As world markets adjusted to last week’s surprise decision by the FOMC to delay the tapering of its bond buying program, Australian Dollar futures rallied in a broader sell off of the U.S. Dollar, and we could see continuation of the rally on the better than expected Chinese manufacturing data released early this week.
China is Australia’s largest trading partner and Chinese demand for commodities is vital to the Australian economy. The flash HSBC PMI beat analyst expectations and came in at the highest level since March of this year showing that September saw the most growth in China’s factory sector in six months. This upbeat data could be viewed as a leading indicator for more signs of recovery in China. The number comes on the back of other upbeat data to come out of China in recent months.

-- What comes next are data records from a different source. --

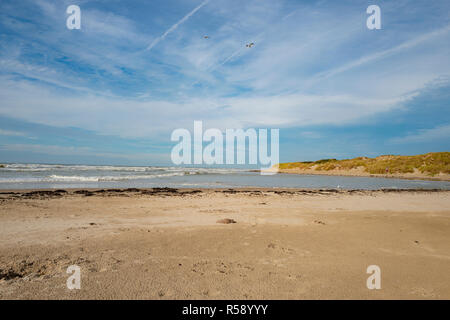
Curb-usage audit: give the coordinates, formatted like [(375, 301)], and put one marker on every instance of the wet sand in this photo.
[(178, 244)]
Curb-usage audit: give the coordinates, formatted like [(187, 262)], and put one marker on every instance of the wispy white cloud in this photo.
[(12, 133), (176, 25), (425, 135), (384, 53), (57, 150)]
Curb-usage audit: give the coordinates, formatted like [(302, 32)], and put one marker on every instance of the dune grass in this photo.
[(430, 163)]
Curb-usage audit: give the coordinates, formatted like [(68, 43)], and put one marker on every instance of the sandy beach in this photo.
[(172, 244)]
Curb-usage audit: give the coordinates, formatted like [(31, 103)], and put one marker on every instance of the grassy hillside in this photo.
[(430, 164)]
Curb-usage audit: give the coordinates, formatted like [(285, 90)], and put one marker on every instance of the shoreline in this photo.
[(51, 192), (240, 243)]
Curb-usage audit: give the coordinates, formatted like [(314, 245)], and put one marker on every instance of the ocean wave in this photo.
[(60, 178), (83, 168)]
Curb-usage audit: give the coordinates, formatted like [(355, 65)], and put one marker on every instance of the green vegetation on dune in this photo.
[(431, 164)]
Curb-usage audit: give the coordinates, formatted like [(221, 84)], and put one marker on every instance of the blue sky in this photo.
[(113, 91)]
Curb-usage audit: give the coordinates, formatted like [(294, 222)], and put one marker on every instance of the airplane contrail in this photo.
[(172, 28)]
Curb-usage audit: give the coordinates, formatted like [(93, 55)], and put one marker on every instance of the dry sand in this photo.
[(162, 244)]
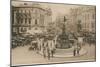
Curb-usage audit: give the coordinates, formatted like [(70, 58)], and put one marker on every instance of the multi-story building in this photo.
[(26, 16)]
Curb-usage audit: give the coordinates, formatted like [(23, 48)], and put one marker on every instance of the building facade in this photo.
[(26, 16)]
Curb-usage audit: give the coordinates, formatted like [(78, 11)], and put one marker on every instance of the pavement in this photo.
[(61, 53)]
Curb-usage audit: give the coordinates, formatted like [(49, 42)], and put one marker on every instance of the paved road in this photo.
[(22, 56)]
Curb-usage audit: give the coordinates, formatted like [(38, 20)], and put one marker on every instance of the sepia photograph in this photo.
[(52, 33)]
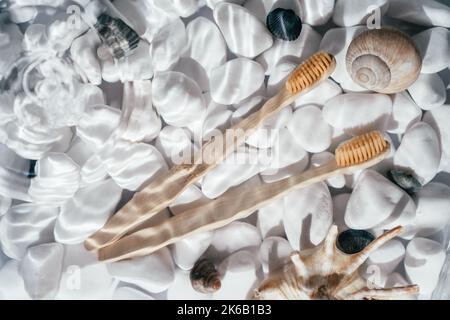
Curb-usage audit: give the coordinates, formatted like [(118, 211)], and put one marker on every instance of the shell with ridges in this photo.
[(325, 272), (383, 60)]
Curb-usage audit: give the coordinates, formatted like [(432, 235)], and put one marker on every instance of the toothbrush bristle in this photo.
[(361, 149), (311, 71)]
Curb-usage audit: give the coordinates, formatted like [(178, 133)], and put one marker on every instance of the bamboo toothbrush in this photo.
[(356, 154), (162, 191)]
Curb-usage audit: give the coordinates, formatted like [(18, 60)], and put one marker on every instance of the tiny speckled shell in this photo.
[(405, 180), (284, 24), (353, 241)]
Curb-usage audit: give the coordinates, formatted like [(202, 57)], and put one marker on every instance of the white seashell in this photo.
[(245, 35), (439, 118), (419, 152), (404, 113), (187, 251), (322, 158), (308, 216), (309, 129), (295, 51), (26, 225), (349, 13), (178, 99), (428, 91), (153, 273), (376, 202), (434, 45), (423, 261), (57, 179), (270, 219), (41, 269), (357, 113), (431, 13), (235, 81), (97, 125), (319, 95), (205, 44), (132, 165), (273, 253), (239, 276), (232, 238), (87, 212), (140, 122), (168, 45)]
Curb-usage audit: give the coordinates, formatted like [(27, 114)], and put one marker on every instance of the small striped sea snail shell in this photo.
[(383, 60)]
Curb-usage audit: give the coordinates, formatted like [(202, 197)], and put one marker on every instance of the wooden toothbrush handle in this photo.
[(165, 189), (234, 204)]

After spending much of the year struggling, many analysts now believe data suggesting that China could reach its target growth levels this year after all.

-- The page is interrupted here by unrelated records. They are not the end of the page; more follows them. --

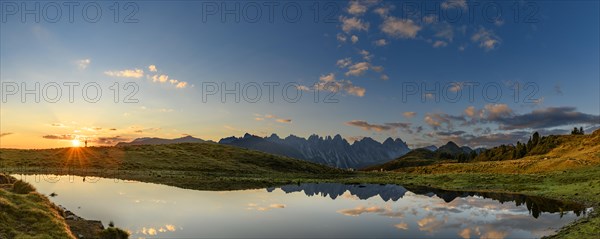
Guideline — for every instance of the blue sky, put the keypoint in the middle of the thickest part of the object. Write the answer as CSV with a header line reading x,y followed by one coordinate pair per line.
x,y
364,51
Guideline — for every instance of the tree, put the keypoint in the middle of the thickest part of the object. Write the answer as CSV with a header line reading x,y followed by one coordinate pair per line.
x,y
536,138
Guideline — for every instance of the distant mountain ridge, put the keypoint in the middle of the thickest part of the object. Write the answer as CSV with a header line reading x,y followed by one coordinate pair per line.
x,y
159,141
333,151
426,156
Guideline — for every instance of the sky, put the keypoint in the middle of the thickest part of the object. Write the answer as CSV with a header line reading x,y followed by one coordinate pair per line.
x,y
479,73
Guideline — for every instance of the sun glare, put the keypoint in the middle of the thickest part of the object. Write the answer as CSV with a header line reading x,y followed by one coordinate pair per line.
x,y
75,143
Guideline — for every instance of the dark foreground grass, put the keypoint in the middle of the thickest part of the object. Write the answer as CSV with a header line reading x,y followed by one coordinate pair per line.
x,y
217,167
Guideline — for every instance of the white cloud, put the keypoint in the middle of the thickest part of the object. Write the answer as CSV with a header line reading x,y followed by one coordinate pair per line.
x,y
341,37
380,42
358,69
496,111
329,83
437,44
486,39
135,73
354,39
409,114
430,19
343,63
84,63
353,24
455,4
356,8
378,69
366,55
160,78
384,11
400,28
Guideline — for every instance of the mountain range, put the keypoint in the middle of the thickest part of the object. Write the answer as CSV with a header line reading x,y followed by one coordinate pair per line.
x,y
333,151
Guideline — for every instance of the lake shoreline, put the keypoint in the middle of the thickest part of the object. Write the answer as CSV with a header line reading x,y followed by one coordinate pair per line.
x,y
526,184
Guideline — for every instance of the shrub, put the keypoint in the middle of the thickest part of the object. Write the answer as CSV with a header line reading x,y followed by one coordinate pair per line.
x,y
21,187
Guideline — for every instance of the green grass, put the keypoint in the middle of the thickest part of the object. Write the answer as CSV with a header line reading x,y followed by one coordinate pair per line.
x,y
207,166
29,215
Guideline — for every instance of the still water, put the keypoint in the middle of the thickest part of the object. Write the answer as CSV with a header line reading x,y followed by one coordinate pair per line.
x,y
307,210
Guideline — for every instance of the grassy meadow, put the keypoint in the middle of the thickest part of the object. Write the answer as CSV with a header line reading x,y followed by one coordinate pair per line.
x,y
569,171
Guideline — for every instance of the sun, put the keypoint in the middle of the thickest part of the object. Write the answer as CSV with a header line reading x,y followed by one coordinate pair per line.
x,y
75,143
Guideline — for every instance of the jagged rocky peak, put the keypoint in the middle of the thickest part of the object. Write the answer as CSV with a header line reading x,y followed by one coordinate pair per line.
x,y
388,141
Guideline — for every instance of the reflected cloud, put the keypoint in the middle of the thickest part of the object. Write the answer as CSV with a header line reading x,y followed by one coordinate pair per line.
x,y
254,206
402,226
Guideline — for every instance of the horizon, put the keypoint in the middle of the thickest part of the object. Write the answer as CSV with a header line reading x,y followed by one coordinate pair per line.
x,y
357,69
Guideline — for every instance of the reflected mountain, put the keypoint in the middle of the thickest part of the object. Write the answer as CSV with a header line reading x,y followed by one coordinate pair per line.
x,y
535,205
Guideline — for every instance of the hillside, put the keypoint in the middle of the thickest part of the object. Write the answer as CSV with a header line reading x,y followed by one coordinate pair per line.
x,y
188,157
425,156
553,153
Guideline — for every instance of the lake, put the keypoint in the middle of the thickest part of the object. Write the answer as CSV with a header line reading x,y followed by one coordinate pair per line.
x,y
307,210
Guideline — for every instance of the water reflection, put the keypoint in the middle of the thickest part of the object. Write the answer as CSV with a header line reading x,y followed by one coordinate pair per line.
x,y
308,210
535,205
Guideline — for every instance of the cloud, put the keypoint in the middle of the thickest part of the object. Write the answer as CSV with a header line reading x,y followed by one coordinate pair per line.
x,y
486,39
329,83
255,206
378,127
341,37
444,30
356,8
160,78
360,210
409,114
380,42
377,68
259,117
462,4
546,118
61,136
450,133
354,39
430,19
84,63
384,11
284,120
165,78
109,140
135,73
402,226
558,90
436,120
367,56
400,28
353,24
343,63
496,111
437,44
358,69
471,112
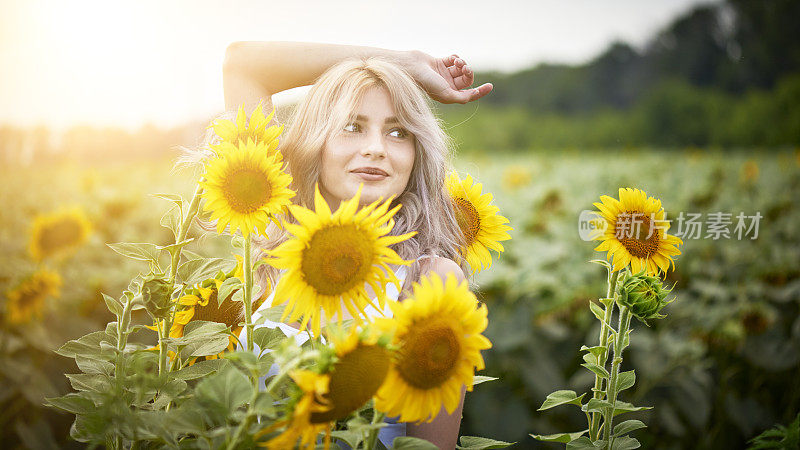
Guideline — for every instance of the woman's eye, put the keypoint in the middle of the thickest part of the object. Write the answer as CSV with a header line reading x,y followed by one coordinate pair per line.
x,y
398,133
352,127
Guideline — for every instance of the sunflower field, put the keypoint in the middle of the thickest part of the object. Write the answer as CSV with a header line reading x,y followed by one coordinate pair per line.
x,y
717,371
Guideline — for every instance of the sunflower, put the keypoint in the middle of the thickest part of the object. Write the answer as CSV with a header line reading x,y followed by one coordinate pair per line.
x,y
437,333
480,222
313,387
244,130
360,366
26,301
245,187
201,303
58,233
332,257
634,232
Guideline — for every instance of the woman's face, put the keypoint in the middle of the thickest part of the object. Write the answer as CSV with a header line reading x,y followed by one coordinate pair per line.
x,y
373,150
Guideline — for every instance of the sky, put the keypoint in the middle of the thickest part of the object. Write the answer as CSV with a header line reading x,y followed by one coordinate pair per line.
x,y
129,63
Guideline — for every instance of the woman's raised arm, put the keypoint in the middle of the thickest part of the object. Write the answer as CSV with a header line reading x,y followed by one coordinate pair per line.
x,y
254,71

The possibility of a turnaround in China should also increase optimism in Australia. Growth in trade between China and Australia has accelerated over the past five years as increasing Chinese demand for ore, coal, precious metals, and natural gas fueled trade between the two nations. Since 2008 trade between the two countries has risen over 60 percent. Accelerating growth in China’s factory sector would increase this demand and is key to strength in the Australian economy.
While last week’s Fed announcement led to massive short covering as traders scrambled to cover their positions. Net speculative shorts were cut in half after the Fed announcement and strong Chinese data will likely continue the squeeze higher. While the move on Fed news may have been driven mostly by aggressive short covering, the boost from China may give the recovery in AUD futures some real momentum as they test levels not seen since min-June.

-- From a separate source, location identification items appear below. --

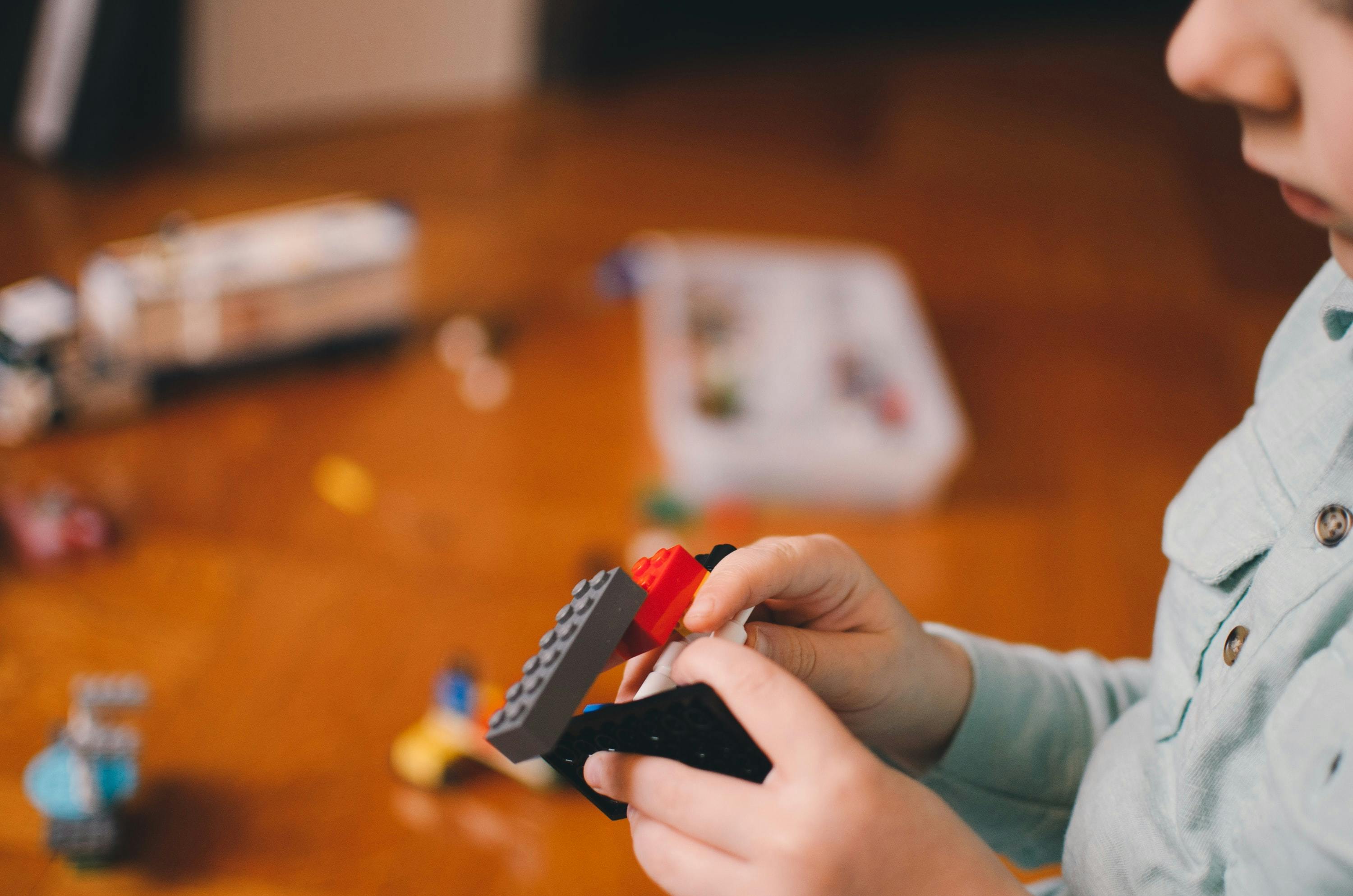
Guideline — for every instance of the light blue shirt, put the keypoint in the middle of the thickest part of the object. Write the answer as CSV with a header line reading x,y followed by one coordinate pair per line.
x,y
1190,775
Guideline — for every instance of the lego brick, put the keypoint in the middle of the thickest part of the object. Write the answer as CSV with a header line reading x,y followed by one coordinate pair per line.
x,y
715,557
672,579
689,725
571,656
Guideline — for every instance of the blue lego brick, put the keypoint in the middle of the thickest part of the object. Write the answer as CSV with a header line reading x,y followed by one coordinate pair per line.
x,y
689,725
586,631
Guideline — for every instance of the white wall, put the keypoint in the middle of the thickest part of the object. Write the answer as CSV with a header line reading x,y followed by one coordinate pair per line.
x,y
266,64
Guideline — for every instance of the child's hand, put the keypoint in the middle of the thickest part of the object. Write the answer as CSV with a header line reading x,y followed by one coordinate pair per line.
x,y
830,819
838,629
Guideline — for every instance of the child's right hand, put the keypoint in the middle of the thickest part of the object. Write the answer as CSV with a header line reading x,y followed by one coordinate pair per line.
x,y
835,626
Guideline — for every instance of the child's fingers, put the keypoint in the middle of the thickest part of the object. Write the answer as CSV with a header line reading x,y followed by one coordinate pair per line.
x,y
685,867
774,568
796,730
831,664
726,813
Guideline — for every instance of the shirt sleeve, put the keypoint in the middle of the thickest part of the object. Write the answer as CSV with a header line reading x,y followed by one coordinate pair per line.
x,y
1297,833
1019,753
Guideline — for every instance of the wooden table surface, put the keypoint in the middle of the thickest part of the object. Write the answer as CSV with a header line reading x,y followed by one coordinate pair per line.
x,y
1100,268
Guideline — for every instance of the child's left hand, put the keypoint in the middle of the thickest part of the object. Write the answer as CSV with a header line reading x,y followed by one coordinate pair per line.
x,y
830,819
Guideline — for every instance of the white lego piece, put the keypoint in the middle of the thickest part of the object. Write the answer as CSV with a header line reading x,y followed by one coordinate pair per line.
x,y
661,679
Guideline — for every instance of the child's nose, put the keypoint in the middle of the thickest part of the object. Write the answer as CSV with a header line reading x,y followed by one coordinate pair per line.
x,y
1222,53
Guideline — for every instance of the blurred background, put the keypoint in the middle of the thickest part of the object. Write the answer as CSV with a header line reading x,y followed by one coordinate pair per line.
x,y
302,468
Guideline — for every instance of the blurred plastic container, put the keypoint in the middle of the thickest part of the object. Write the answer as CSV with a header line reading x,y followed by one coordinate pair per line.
x,y
792,370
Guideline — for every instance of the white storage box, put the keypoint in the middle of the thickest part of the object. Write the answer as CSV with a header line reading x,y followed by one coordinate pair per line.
x,y
792,371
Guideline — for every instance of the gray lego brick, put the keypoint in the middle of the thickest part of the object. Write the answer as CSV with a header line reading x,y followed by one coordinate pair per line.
x,y
586,631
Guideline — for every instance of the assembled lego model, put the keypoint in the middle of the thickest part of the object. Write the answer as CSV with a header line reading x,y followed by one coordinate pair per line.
x,y
83,779
454,729
37,318
53,526
613,618
199,298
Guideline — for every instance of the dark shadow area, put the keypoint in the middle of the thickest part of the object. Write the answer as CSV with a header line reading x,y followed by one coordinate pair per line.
x,y
608,42
182,830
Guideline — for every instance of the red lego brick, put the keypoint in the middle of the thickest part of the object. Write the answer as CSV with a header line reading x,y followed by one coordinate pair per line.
x,y
670,577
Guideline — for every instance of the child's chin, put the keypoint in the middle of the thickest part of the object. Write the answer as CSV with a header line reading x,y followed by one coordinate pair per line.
x,y
1343,248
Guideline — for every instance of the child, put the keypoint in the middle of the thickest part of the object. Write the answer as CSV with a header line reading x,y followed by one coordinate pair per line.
x,y
1226,765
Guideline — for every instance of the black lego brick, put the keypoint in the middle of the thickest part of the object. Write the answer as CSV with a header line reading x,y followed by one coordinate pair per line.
x,y
571,656
689,725
715,557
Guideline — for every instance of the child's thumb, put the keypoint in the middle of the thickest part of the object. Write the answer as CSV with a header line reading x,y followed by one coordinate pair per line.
x,y
791,649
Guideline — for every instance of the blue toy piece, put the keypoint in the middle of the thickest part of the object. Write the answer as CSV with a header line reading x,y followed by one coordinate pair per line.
x,y
83,779
52,783
456,691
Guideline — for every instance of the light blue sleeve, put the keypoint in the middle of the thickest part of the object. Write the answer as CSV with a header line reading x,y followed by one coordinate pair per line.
x,y
1018,756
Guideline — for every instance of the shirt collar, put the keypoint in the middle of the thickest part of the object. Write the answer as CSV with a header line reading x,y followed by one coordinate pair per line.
x,y
1337,310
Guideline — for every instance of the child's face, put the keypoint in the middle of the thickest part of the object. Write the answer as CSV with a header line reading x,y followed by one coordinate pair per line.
x,y
1287,67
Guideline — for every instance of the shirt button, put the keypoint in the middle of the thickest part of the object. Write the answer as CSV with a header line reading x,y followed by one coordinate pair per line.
x,y
1332,524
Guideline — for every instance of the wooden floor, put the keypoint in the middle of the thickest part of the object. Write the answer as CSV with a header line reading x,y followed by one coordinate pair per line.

Unfortunately, signs of strength in China may not be enough to fuel recovery in the AUD. A busy speaking schedule for Federal Reserve governors could threaten to derail the recent rally in AUD futures. The Fed surprised markets by electing to delay the taper of its bond buying program. This was completely unexpected and markets were positioned with the full expectation of a September taper. Leading into the release of the statement net speculative positions in U.S. treasury futures were the most short they have been in over three years.
The shock sent the USD sharply lower against major currencies including the AUD. Looking at the way markets reacted to the Fed and how they were positioned beforehand it is obvious that the market was not expecting a delay in tapering. While this surprise coupled with data from China should help follow through in an AUD rally the speculation over the future of QE could end hopes for a second half rally in the currency.
Although net short positions in Australian Dollar futures are continuing to fall there are concerns that the speculation surrounding the future of QE could send the AUD lower. With 11 scheduled speeches from Fed governors this week uncertainty is likely to increase as traders look for more clues about when the taper may happen.
Net speculative positions show that as the market is beginning to position for further upside in AUD futures another shock could easily increase volatility. No market in the world is immune to surprises from the Fed, but AUD futures and the continued strength of Australia’s commodities should hold up relatively well regardless of U.S. monetary policy if China continues its recent streak of positive data.